Education
Exam Eustress: Designing Brief Online Interventions for Helping Students Identify Positive Aspects of Stress
M. Reza, T. Li, et al.
The paper addresses how to design brief, voluntary, and scalable online interventions that help students reappraise exam-related stress as eustress that can aid performance. While stress is prevalent in higher education and often interpreted negatively, prior evidence suggests that reframing arousal can improve performance in acute stress contexts such as exams. The research question focuses on which online design components (amount of elaboration, modality, and reflection prompts) effectively reinforce a core stress reappraisal message and translate into improved exam outcomes in real-world course settings. The study’s purpose is to define and evaluate a practical design space for a single-page intervention (<5 minutes) that can be delivered at scale, with minimal instructor burden, to help students internalize and apply eustress during exams.
The related work spans: (1) Psychological research showing stress reappraisal can mitigate worry and enhance performance in acute stress and exam contexts; modalities such as videos, emails, and text have shown benefits, but direct comparisons and brief, scalable combinations are underexplored. (2) HCI work on technology-mediated mindset and behavior change at scale, including chat tools, conversational coaches, reflection for physical activity, CBT-based apps, and JIT interventions. This paper contributes by comparing modalities to communicate stress-reappraisal in large classes and by combining qualitative and quantitative evaluations. (3) Shift from distress-reduction approaches to eustress-focused reappraisal, motivated by evidence that reappraisal outperforms suppression and acceptance for moderating arousal and subjective stress, and can reduce negative emotional experiences. (4) Design factor grounding in multimodal presentation, marketing communication, instructional and multimedia learning, and reflective learning, motivating varied layouts (paragraph vs bullets), modalities (text vs video), validation (citation), and reflection prompts to support retention and behavior change.

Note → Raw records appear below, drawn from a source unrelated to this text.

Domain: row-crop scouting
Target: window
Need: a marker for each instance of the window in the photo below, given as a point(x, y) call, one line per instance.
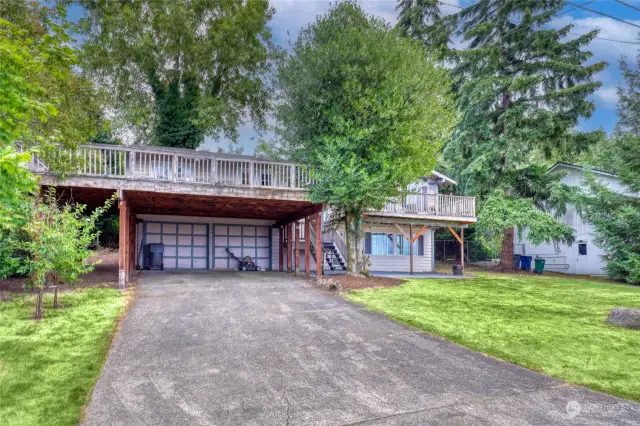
point(582, 249)
point(378, 244)
point(402, 246)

The authors defined a design space with a core message (D0: “Being stressed during an exam can actually help you do better”) and six optional factors: D1 explanatory elaboration (research-based rationale), D2 explicit suggestions with numbered steps, D3 instructional talking-head video delivering D2, D4 explicit citation and link to an empirical paper, D5 self-explanation prompt (voice/typing), D6 note-to-self prompt to use before the exam. Study 1: Semi-structured user interviews. Participants: N=20 students from a large introductory programming course (diverse years and disciplines; 14 women, 6 men). Procedure: remote interviews (45–60 minutes, $15/hr). Participants discussed past exam stress, then reviewed each component D0–D6 first individually (order of D2 text vs D3 video counterbalanced) and then all together on one page. Think-aloud was used; a silent notetaker recorded observations. Analysis: Reflexive thematic analysis (inductive), with stress mindset/reappraisal as a pre-existing code. Outputs: six qualitative findings (F1–F6). Study 2: Randomized field experiment. Context: Intro to Programming course (Spring 2020). Deployment: Optional intervention embedded in a graded online activity distributed ~10 days before an exam; activity completion earned 2% course credit. Randomization: Students assigned to control (no intervention) or treatment (D0 + random combination of D1–D6), with a 2:1 treatment:control split; automatic dual-anonymous randomization. Participants: 1,283 enrolled; data cleaning yielded N=664 for analysis (1,284 delivered; 1,014 clicked; 931 completed; 92 dropped/didn’t finish midterm; 175 completed after midterm; 664 final). Measures: Midterm exam score (dependent variable). Analysis: One-sided independent-samples t-tests comparing control vs treatment; linear regressions to assess add-on effects of D1–D6 within treatment; bootstrap validation of randomization balance; subgroup analyses by year (first-year vs upper-year) and gender identity; ANOVA and regression to test number of design factors. Handling of implementation artifacts (e.g., participants completing on multiple devices) was documented and sensitivity analyses yielded similar results.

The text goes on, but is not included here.